For those unfamiliar with big data or the “surveillance economy,” simply put: it’s “an every move you make, every breath you take,” businesses are watching you. Ok, not an actual Peeping Tom peering through your shades per se, but the calculated and mathematical algorithms consistently logging your online (and offline for that matter) activity. What information do they have on you? What you’re wearing – and what you’re not. Your spending habits, what you look like, your financial and health data, your likes, the color of your eyes, how fast you like to drive, your connections and even the TV shows you watch religiously – and those you don’t.

Most of this happens without consumers ever thinking twice about it. That’s where data brokers like Epsilon and Acxiom come in. Marketing and advertising budgets are not infinite, thus the need for collecting precise data that reflects the targeted market and strategic objectives of a campaign. Companies look to these data warehouses for the particulars needed to obtain a positive ROI.  It’s big money, and big data.

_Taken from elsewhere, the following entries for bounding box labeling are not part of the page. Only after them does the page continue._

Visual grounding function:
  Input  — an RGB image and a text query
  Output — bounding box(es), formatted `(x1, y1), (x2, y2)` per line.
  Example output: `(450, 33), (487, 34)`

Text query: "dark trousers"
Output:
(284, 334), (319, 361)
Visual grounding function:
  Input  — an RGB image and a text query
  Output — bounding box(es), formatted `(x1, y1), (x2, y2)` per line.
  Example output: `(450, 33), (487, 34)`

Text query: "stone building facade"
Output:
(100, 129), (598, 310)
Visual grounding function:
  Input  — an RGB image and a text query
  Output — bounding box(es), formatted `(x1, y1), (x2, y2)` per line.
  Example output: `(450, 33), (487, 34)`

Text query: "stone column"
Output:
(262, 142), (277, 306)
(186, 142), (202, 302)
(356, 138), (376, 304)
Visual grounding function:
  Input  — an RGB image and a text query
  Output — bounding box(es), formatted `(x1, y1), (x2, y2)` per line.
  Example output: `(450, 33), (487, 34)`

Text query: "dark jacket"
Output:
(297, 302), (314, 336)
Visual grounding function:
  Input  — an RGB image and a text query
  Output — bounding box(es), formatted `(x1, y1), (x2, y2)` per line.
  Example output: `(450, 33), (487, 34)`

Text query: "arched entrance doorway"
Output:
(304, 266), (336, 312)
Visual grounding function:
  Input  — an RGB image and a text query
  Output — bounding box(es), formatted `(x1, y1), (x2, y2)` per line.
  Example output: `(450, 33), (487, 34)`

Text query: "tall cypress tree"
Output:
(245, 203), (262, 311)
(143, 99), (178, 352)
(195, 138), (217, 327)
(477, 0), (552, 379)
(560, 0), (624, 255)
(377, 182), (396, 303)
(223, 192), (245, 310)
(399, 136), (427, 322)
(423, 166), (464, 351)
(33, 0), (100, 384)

An article published last month in the New York Times reveals just how massive this aspect of marketing is – and how most consumers don’t even know it’s taking place. “The consumer data trade is large and largely unregulated. Companies and organizations in the United States spend more than $2 billion a year on third-party data about individuals.”

Is it legal? Yep, for now. The Federal Trade Commission launched an investigation late last year targeting nine data brokers and their practices. Says FTC Chairman Jon Leibowitz: “I don’t think most of us understand how it’s captured and transferred and monetized, but I think there is generally concern from consumers about that.”

He’s right.

What does this mean for the consumer? Well, several things really.

First, consumers are going to become more vigilant in the acquisition of their personal data and how it’s obtained. Social networking sites like Facebook will continue to erode consumer trust with their ongoing privacy policy changes. Will this lead to a mass exodus of users? Probably not, but this will fuel consumer empowerment and lead to new (and revitalize current) efforts to protect their information this year.  Additionally, watch for the eventual power shift. Consumers will be broadening their understanding of how their data is being used. This in turn will lead to consumers demanding more control of their own personal data.

Second, recognizing this surge in consumer activism, look for companies to offer more personal “data vault” solutions. There are already some in the works. Services like reputation.com, Personal and even a few credit score monitoring companies are offering their customers the ability to safeguard their personal data. To that, these services (some for a fee) offer consumers the control factor – they control and manage what data is released to marketers, and what’s not.

As our digital footprints continue to widen during 2013, it will be essential for consumers and marketers alike to become more stringent on the use of data. Consumers must be informed and educated on what information is collected and how it’s being used. Control is key. Marketers on the other hand must come to the realization that personal data should not be treated as the new hot commodity. Smart marketers will use data to properly and inconspicuously advertise to their consumer bases.